[コメント] 東京家族(2012/日)
「東京物語」が価値の大転換のなか過去との決別の時代(昭和28年)に人生の寂寥を描いた喪失の映画なら、本作は自信と希望を見失った暗く長いトンネルのような平成の世に、微かな光明を見い出す蘇生の物語だ。50余年の時空を超えて「今」を捕え直す巧みな翻案。
「東京物語」の戦死した次男の昌次は「失ったもの」すなわち過去の価値の象徴であり、その寡婦である紀子(原節子)もまた、周吉(笠智衆)にとって自らの理解者でありながらも、互いに相容れることのない「残された者の孤独」を生きる身であった。そこに漂うのは人生(時代)の寂寥だった。

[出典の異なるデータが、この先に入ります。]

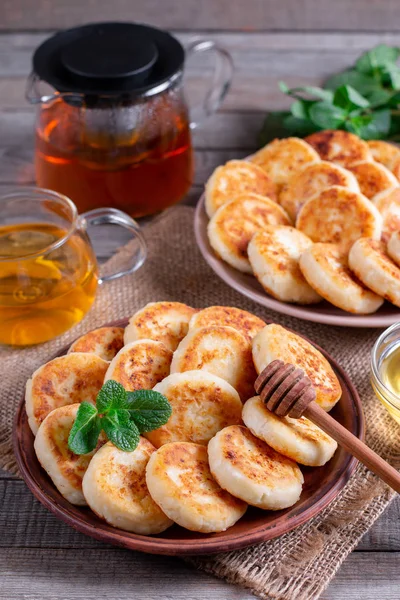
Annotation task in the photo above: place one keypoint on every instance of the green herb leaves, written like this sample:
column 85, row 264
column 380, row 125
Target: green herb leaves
column 122, row 415
column 363, row 100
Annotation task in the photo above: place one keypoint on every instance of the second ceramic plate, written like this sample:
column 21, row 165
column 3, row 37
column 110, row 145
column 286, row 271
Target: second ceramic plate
column 248, row 286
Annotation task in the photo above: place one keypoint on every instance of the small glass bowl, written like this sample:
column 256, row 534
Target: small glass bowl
column 383, row 345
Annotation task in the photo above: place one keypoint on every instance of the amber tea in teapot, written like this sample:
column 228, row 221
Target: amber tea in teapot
column 114, row 129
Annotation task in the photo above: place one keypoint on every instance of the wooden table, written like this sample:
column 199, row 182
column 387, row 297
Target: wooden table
column 40, row 557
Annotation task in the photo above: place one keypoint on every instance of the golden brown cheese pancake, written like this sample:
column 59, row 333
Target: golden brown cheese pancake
column 388, row 204
column 298, row 439
column 393, row 247
column 180, row 481
column 369, row 260
column 68, row 379
column 202, row 404
column 165, row 322
column 234, row 178
column 251, row 470
column 234, row 224
column 387, row 154
column 105, row 342
column 239, row 319
column 115, row 488
column 274, row 257
column 140, row 365
column 280, row 159
column 64, row 468
column 310, row 182
column 340, row 147
column 373, row 178
column 339, row 216
column 277, row 343
column 325, row 267
column 220, row 350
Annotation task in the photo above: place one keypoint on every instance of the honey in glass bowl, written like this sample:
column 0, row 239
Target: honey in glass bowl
column 385, row 370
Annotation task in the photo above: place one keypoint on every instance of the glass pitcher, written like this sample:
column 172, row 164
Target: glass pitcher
column 112, row 126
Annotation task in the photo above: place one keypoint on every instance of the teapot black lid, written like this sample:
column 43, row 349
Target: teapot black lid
column 109, row 58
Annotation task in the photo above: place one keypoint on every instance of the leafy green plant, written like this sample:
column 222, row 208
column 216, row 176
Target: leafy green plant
column 122, row 415
column 363, row 99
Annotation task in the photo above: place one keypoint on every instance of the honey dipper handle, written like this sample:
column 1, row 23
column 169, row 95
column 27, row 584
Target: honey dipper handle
column 353, row 445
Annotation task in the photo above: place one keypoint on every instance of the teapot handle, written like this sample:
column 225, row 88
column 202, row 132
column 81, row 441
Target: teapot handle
column 222, row 78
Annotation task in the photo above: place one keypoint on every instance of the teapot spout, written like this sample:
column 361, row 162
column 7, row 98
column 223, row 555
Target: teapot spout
column 38, row 92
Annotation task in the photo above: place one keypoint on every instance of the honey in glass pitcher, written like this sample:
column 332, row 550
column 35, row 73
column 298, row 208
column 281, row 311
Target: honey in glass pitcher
column 48, row 269
column 112, row 127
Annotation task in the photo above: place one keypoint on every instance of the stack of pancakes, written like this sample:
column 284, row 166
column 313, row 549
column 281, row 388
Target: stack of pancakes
column 220, row 451
column 313, row 219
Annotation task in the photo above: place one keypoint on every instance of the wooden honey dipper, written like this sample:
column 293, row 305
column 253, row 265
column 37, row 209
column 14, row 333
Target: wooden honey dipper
column 286, row 390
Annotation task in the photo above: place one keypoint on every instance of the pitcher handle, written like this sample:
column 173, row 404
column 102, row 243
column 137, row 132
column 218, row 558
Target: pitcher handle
column 222, row 78
column 107, row 216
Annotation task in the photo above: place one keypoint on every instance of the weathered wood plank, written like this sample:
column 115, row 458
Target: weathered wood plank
column 210, row 14
column 260, row 61
column 25, row 523
column 115, row 573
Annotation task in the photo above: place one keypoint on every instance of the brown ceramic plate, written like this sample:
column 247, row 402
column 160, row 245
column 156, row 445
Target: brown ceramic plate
column 321, row 486
column 248, row 285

本作のフリーター同然の昌次(妻夫木聡)は「いまだ成されざるもの」すなわちカタチの定まらない価値の象徴である。そんな息子に苛立つ、かつての教育者(=価値の伝授者)周吉(橋爪功)は自らが半生をかけて実践してきた「教育」の結果に戸惑いつつ、妻を亡くしてようやく昌二のなかに妻(吉行和子)の美徳であった鷹揚さ(俗っぽく言えば優しさだ)を発見する。そして、その鷹揚さは昌二によって紀子(蒼井優)へと引き継がれ(形見の腕時計!)ていくことに気づくのだ。
人生(時代)の寂寥の先に見い出された光明。「東京物語」が価値の転換と喪失の物語なら、「東京家族」は価値の消滅の後の創出の物語なのだ。